Pas mal de ses films se déroulent à la frontière : île déserte ("Moonrise Kingdom"), territoires envahis, colonisés ("The Grand Budapest Hotel", "Mr Fox", "The Phoenician scheme"), désert à la frontière de la Terre et d’une zone militaire ("Asteroid City"), eaux internationales ("La vie aquatique"). Ce sont souvent des lieux à la souveraineté disputée, on ne sait pas trop qui y fait la loi. La question du territoire et des droits qui y sont attachés est au centre d’un dialogue du film : Korda affirme qu’il n’a pas de passeport parce qu’il n’a "

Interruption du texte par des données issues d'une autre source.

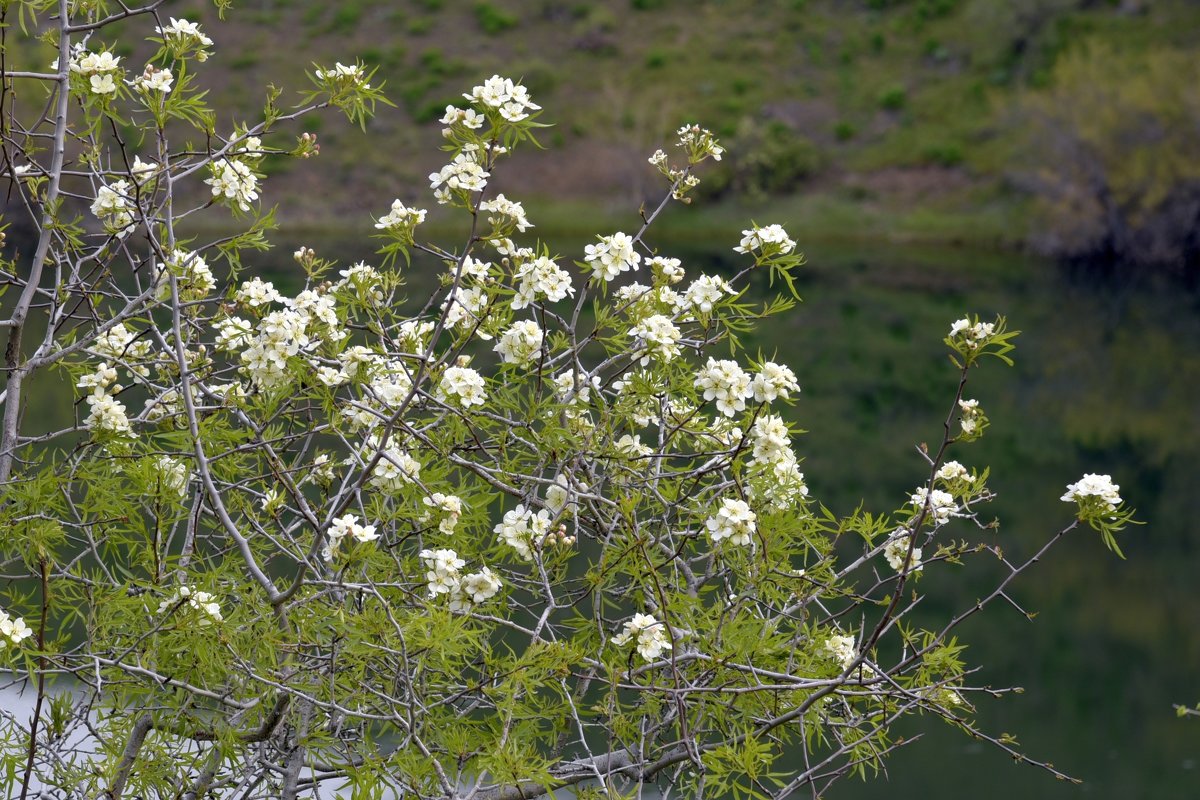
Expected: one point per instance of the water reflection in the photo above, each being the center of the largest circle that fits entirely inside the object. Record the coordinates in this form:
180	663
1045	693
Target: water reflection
1107	380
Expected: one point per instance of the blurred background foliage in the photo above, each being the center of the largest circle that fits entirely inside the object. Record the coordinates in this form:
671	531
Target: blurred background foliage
934	157
1068	127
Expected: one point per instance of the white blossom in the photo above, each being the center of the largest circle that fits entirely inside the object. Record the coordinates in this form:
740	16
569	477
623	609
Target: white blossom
401	217
233	181
658	336
898	548
772	240
522	529
520	343
107	414
941	504
465	384
173	475
13	630
733	521
706	292
505	211
540	276
648	633
442	571
449	506
841	649
256	293
1095	486
199	601
774	380
726	383
615	254
114	205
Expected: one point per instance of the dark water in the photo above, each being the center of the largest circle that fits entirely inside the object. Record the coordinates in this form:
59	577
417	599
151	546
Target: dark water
1107	379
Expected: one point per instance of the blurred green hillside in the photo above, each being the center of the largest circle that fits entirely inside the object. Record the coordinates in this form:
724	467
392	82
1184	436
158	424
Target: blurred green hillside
1068	126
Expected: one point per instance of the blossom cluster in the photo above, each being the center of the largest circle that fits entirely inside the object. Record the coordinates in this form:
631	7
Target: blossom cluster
841	649
449	506
733	521
523	529
154	79
538	276
233	181
972	336
184	37
509	98
941	504
12	630
114	205
199	601
1092	488
897	551
173	475
444	577
193	278
768	241
347	527
774	474
101	70
648	635
971	419
612	256
520	343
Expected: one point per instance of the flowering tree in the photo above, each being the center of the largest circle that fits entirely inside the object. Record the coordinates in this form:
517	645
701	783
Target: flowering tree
528	534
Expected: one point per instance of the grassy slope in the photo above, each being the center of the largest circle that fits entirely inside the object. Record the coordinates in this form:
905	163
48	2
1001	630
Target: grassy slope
885	119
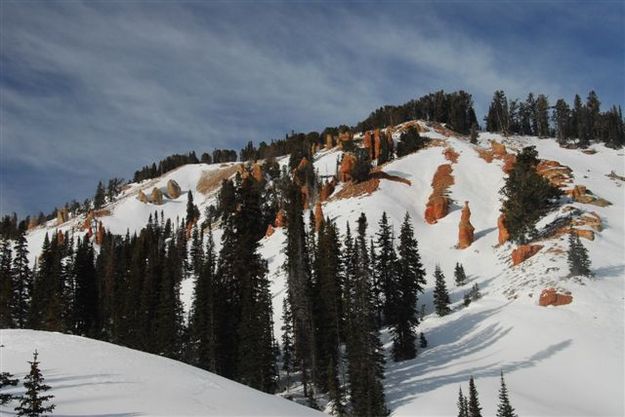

pas besoin de ses droits de l’homme", il n'est le citoyen d'aucun pays, il n'est pas un citoyen du tout. Qu’est-ce qu’il veut dire ? On peut y entendre l’arrogance du
tycoon à la Orson Welles (références à Kane et Arkadin évidentes ici), qui veut faire ce qu’il veut sans s’embarrasser d’aucun droit (Korda construit un barrage géant en comptant sur une main d’œuvre d’esclaves, comme un pharaon). On peut aussi y entendre le scepticisme du contrebandier qui navigue entre hommes de loi et gangsters et ne se fait guère d’illusions sur la prétendue civilité des premiers. Sur ce point, "The Phoenician scheme" ressemble pas mal au Scorsese de "Killers of the moon", où, quand on veut buter quelqu’un, on l’envoie d’abord signer un contrat chez un notaire ou un avocat. Le droit n’est pas ce qui régule et pacifie les rapports humains : c’est une arme aux mains des plus forts, et dans le far west des montages financiers, Korda n'a pas l'air d'être le plus riche ni le plus puissant ; il a l'air d'un simple entremetteur entre politiciens et businessmen, tous plus ou moins mafieux. Le fait est qu'à la fin, il est battu par plus fort que lui, comme souvent chez Anderson. Ses figures paternelles sont souvent des espèces de bandits, des parasites, qui veulent se tenir à la frontière du monde domestiqué et du monde sauvage. Dehors, c’est le monde sauvage : c’est le domaine du non-droit où règnent le loup ("Mr Fox"), le requin jaguar ("Le monde aquatique"), on ne peut que l’admirer de loin, dans sa beauté et son mystère. Dedans, c’est le monde domestiqué : celui du droit et des affaires, entièrement quadrillé par des relations d’argent et de pouvoir. Il s’agit pour eux (les pères ou ceux qui passent pour tels) de se tenir à la lisière de ces deux mondes, de piller les richesses du monde domestiqué tout en conservant la liberté du monde sauvage. Avancer en zigzag à la frontière du quadrillage, moitié Monsieur, moitié Renard.
Durant tout le film, Korda négocie sur deux plans : d’un côté ce qui est écrit, ce qui est consigné dans le contrat, et de l’autre ce qui n’est pas codifiable, et qui se joue sur un coup de dés ou un coup de folie (une partie de basket, les sentiments de la cousine Hilda, une balle que Korda prend à la place d’un associé…). C’est de ces transactions pour le moins romanesques que surgit à la fin le barrage géant dont il dévoile la maquette : monument pharaonique de l’ère du capital et des empires et grotesque pyramide à sa propre gloire (comme le Xanadu de Kane). En apparence, ce barrage est un exemple de rationalité économique, de domestication de la nature ; et en même temps, c’est le hiéroglyphe où peut se déchiffrer le destin romanesque de Korda.
C’est devenu une habitude d’associer la mise en scène réglée au cordeau d’Anderson à l’idée de "maison de poupée", au plaisir de la miniaturisation, quelque chose d’enfantin, etc. Mais on s’étonne ensuite que cet univers enfantin soit traversé par tant de moments violents et cruels. Cette comparaison est trompeuse, je trouve : il vaudrait mieux associer ses films à un autre imaginaire : celui du cadastre, des organigrammes, des plans et des cartes géographiques… Ces représentations schématiques ont quelque chose de géométrique, de rationnel, d’ordonné. Mais quand on en déplie l'histoire, comme ici, on mesure ce qu'elles recouvrent de brutalité, de folie.
Film Freak a écrit:
une excellente composition musicale de Desplat (dont je n'aime généralement pas le travail)
Je n'ai pas toujours écouté attentivement la bande-son, mais la plupart du temps, c'est du Stravinsky qu'on entend : le générique est tiré de "Apollon musagète" et le leitmotiv qui court tout le long du film, c'est un passage de "L'oiseau de feu".